Он хочет сказать, что Ом превращается в поле смертельных схваток за звание любимчика Айне и Деклана?
Каллум, выразительно округлив глаза, ждет, когда до меня дойдет смысл сказанного.
– Ну как же? – наконец поясняет он. – ОБЩЕСТВО молодых художников графства Донегол. Тебя сюда приняли. Ты – художник. Это и есть твое Испытание.
Мой смех разносится по всему кладбищу. Где-то злобно вскрикивает летучая мышь или ястреб.
– К счастью, оно устраивается не каким-то там диктатором.
– Вот уж не знаю… – с улыбкой замечает Каллум. – Мейви мне тут рассказывала про Деклана не самые приятные истории…

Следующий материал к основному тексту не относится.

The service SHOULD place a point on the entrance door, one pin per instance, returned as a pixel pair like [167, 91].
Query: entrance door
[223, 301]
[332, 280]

– Мне так повезло, что я оказалась тут, – не задумываясь, выдаю я.
– Что значит повезло? – удивляется Каллум. – Ты действительно талантлива. Ты же попала сюда, верно? А это непросто. Каждый год они отказывают сотням людей.
Ощущая ком в горле, я раздумываю: стоит ли говорить ему, кто мой дедушка? И стоит ли делиться догадками, что в программу легче попасть, если находишься в родстве с настоящим сокровищем мира искусства?
Вслух я всего этого не произношу. А просто забираю у Каллума сумку и начинаю в ней рыться.
– А что там у тебя? – кокетливо спрашиваю я, строя из себя Кейт Хадсон в какой-нибудь романтической комедии.
– Вот! – Каллум встает и изящным жестом фокусника извлекает огромное покрывало и горсть шоколадных батончиков. – Я подготовился.
Он расстилает покрывало на земле и подзывает меня к себе.
Я читаю названия батончиков.
– «Виспа»? «Тоффи Крисп»? «Кранчи»? «Дэйри Милк»?
– У вас в Штатах нет «Дэйри Милк»? Его же делает «Кэдбери»!
Я выбираю батончик «Виспы» и откусываю кусочек. У нас точно нет таких – тонкие полоски пористого тягучего шоколада просто тают во рту.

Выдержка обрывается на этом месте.